After hearing of the death threats, the committee placed Coronell at Stanford as a senior research fellow with the John S. Knight Fellowships for Professional Journalists, which lasts one academic year. By the time it was Coronell's turn to tell the tale of his journalistic past at a dinner for fellows in late April, that program was almost over.

"There wasn't a dry eye among anybody there," said Wolf, who said he reasoned that if, like Coronell, he and the other fellows were on the side "of the people who tell the truth," they were obligated to act.

In the months that followed, letters and e-mails flew. One Stanford fellow persuaded Sen. Christopher Dodd (D-Conn.) to write on Coronell's behalf to the Colombian Embassy, expressing concern for his safety. Colleagues referred Coronell to a UC Berkeley journalism professor, who hastily arranged a dinner meeting with Harley Shaiken, chairman of the university's Center for Latin American Studies.

"You can't protect free ideas if you have no concern with the people who state those ideas," said Shaiken, who said he attended the meeting with Coronell as a courtesy but instantly was moved to help. "I made a decision at the table. We were going to make this happen, whatever it took."

Shaiken secured $30,000 from George Soros' Open Society Institute. Meanwhile, other Knight fellows solicited $20,000 from the Scholar Rescue Fund, a project of the New York-based Institute of International Education. The institute began shuttling scholars to safety during Russia's Bolshevik Revolution and has placed 103 threatened academics around the world since it formally created the fund in 2002.

Though the fund has a backlog of 1,000 applicants seeking placement, Coronell -- who in Colombia is also a professor of undergraduate and graduate journalism -- faced an imminent threat.

"It was among the most compelling," Allan Goodman, president of the Institute of International Education, said of Coronell's case.

As his wife gave birth to a boy in August, Coronell's former Stanford colleagues scrambled to find the family a rental home in the East Bay hills. They furnished it mostly with their hand-me-downs, a grateful Coronell said recently, limping from room to room to show a visitor. (The one piece of decor they did not provide -- a table -- recently fractured the accident-prone Coronell's toe as he struggled to assemble it.)

Raquel, now nearly 8, has expanded her former four-word English vocabulary of "thank you, please, bye" to a nearly accentless chatter. On a recent evening, she proudly flew through the pages of E.B. White's "Charlotte's Web."

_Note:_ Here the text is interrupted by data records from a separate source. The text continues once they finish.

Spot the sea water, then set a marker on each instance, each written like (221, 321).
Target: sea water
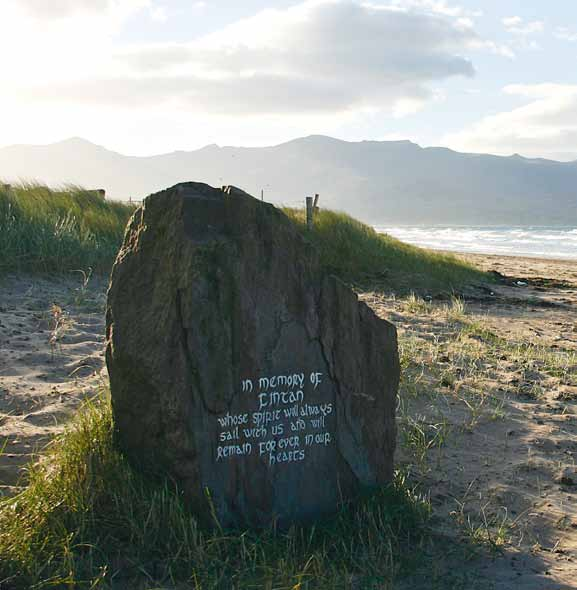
(542, 242)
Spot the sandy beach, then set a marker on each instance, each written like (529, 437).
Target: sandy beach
(487, 416)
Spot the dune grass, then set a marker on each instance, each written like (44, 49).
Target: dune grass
(87, 520)
(50, 231)
(358, 254)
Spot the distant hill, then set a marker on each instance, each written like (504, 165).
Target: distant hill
(389, 182)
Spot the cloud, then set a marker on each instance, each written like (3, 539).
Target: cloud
(320, 55)
(545, 126)
(56, 9)
(518, 26)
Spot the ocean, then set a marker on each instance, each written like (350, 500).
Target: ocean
(541, 242)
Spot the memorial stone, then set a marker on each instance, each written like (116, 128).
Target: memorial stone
(240, 368)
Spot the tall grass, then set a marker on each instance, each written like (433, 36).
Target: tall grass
(87, 520)
(58, 230)
(357, 253)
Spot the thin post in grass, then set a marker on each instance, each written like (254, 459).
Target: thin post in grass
(309, 202)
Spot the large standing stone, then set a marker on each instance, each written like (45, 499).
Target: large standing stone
(239, 368)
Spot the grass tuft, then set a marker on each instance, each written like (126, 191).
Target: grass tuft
(356, 253)
(47, 230)
(88, 520)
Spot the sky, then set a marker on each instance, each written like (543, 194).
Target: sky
(143, 77)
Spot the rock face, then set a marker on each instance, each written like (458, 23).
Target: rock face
(241, 370)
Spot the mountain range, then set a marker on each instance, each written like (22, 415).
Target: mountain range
(381, 182)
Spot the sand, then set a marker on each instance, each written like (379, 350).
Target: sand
(508, 455)
(51, 360)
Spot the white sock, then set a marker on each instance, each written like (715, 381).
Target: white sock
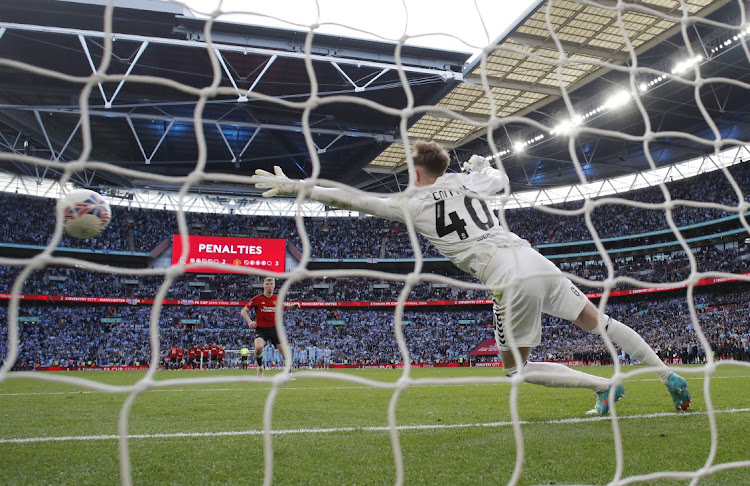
(560, 376)
(632, 343)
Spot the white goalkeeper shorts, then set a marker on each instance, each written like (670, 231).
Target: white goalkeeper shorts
(524, 284)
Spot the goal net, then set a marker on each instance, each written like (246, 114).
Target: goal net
(616, 122)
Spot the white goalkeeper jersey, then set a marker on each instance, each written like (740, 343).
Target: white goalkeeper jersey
(452, 215)
(449, 213)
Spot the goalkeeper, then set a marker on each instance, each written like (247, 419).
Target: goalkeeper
(448, 209)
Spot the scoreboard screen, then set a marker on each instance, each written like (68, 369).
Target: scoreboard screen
(265, 253)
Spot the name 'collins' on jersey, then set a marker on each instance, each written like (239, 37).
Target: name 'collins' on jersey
(461, 226)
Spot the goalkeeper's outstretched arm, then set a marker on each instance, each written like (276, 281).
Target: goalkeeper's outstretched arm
(383, 207)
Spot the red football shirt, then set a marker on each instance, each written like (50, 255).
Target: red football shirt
(265, 310)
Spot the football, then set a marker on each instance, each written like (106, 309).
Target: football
(85, 213)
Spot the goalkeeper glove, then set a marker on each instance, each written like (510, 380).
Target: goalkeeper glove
(477, 163)
(276, 183)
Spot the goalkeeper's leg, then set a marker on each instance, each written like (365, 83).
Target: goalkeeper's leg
(632, 343)
(551, 374)
(259, 345)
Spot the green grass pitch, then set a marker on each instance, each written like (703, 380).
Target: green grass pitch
(335, 431)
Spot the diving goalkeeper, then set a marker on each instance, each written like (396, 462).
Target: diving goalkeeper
(446, 209)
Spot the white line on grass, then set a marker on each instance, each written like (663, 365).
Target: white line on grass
(359, 429)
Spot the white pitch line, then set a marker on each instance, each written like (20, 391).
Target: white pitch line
(359, 429)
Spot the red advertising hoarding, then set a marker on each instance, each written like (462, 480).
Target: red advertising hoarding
(264, 253)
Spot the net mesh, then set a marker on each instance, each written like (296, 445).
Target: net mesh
(623, 29)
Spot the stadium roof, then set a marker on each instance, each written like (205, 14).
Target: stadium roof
(255, 116)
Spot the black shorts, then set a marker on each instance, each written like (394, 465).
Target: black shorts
(268, 334)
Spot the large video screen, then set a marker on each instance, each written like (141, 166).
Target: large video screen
(264, 253)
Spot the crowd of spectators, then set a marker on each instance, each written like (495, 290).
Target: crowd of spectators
(57, 334)
(76, 333)
(644, 269)
(140, 230)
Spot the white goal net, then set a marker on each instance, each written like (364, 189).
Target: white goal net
(613, 120)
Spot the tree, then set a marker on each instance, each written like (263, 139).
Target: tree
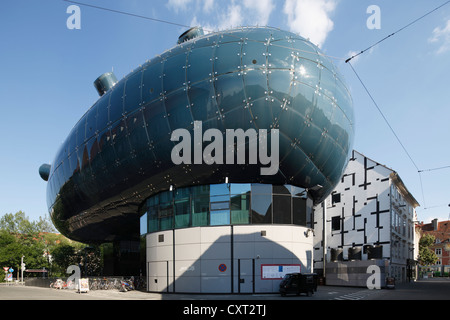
(21, 237)
(426, 255)
(19, 223)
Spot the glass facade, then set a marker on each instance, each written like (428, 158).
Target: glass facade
(225, 204)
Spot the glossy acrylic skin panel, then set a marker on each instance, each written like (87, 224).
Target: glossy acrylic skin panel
(118, 154)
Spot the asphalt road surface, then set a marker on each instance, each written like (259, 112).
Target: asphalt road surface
(426, 289)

Coronell still writes a hard-hitting column for the Colombian weekly Semana, noting in one recent offering that paramilitary strongholds coincide with an aerial map of the country's illicit cocaine production zones.

He is researching his first book and will begin lecturing next semester, though the Center for Latin American Studies still must raise about $20,000 more to support him.

By next year, Coronell hopes, political conditions will have improved sufficiently for his family's return. Speaking out, he added, is also crucial.

"In the place where I am in danger, everyone knows me," Coronell said, leaning on his cane in the quiet night and puffing a cigarette. "I think the visibility is a shield, against everything that has happened -- and anything that might happen."